Figure 3.

Display of different HD alleles from three related individuals (traces: 1, HD-A; 2, HD-B; and 3, HD-C) and an anonymous unrelated control (trace 4) in a Sau96 I CAG-containing genome subset. Because there were many differences between samples, a number of control experiments was done to determine the size of the HD alleles, to identify HD-containing fragments, and to understand the primary structure of the PCR products using different primers. A subset of these control experiments is shown in A and B, whereas the true HD genomic display is shown in C. (A) HD-specific amplification of genomic DNA using primers 9 (fluorescein-labeled) and 12 (Table 1) measured the size of the HD alleles. (B) The HD fragments, generated from genomic DNA using primers 11 and 12 (Table 1 and Fig. 2A), were digested with Sau96 I, tagged with Sau96 I adapters, and amplified by PCR using primer 5 and fluorescein-labeled CTG-repeat primer 13 (Table 1). This experiment measured the size of the HD-containing fragments when the PCR used adapter and repeat primers. (C) Genomic DNAs were digested with the restriction enzyme Sau96 I, ligated to adapter oligonucleotides of known sequence, and hybridized to a (CAG)₁₂-containing oligonucleotide probe.
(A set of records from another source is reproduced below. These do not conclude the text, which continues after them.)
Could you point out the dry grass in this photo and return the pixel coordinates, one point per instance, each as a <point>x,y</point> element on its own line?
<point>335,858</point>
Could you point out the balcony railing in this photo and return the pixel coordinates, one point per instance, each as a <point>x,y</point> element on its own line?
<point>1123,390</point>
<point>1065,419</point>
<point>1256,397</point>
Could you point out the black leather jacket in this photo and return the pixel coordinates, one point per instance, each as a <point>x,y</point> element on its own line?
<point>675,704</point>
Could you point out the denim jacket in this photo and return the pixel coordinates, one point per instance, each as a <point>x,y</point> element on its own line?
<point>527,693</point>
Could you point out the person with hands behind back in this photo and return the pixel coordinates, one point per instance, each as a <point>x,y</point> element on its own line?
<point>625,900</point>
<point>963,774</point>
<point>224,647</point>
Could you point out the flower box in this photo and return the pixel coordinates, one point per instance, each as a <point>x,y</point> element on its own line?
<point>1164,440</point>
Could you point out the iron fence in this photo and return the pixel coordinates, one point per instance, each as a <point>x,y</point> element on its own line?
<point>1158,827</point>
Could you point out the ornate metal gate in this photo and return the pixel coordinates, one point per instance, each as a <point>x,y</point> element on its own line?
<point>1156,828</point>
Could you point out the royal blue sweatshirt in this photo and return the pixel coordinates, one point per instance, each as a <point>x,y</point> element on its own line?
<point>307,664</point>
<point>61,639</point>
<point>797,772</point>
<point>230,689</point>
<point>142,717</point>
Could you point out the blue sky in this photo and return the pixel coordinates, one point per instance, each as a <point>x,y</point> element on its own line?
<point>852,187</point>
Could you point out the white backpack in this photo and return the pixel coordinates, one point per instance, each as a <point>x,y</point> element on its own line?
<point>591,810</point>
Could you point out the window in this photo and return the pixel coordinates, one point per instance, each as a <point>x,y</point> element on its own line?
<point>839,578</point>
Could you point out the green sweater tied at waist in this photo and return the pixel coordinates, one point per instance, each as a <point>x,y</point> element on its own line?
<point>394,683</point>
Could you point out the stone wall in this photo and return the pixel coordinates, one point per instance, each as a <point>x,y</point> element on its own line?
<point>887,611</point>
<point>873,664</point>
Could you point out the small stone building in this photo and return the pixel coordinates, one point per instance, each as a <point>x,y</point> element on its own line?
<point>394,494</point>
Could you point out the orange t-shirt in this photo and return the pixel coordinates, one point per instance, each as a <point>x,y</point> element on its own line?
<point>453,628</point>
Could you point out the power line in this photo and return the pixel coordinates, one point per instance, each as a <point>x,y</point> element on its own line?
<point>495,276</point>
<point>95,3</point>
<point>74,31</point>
The captured fragments were amplified by PCR using CAG repeat-containing primer 14 and fluorescein-labeled primer 5 (Table 1). This experiment displays Sau96 I CAG-containing genome subsets en masse. The differentially displayed fragments eluting at ≈227 min hybridized to an HD-specific capture probe (data not shown). Also not shown are the results of experiments using adapter primers only. These experiments detected the same differentially displayed fragments eluting at ≈227 min as shown in C.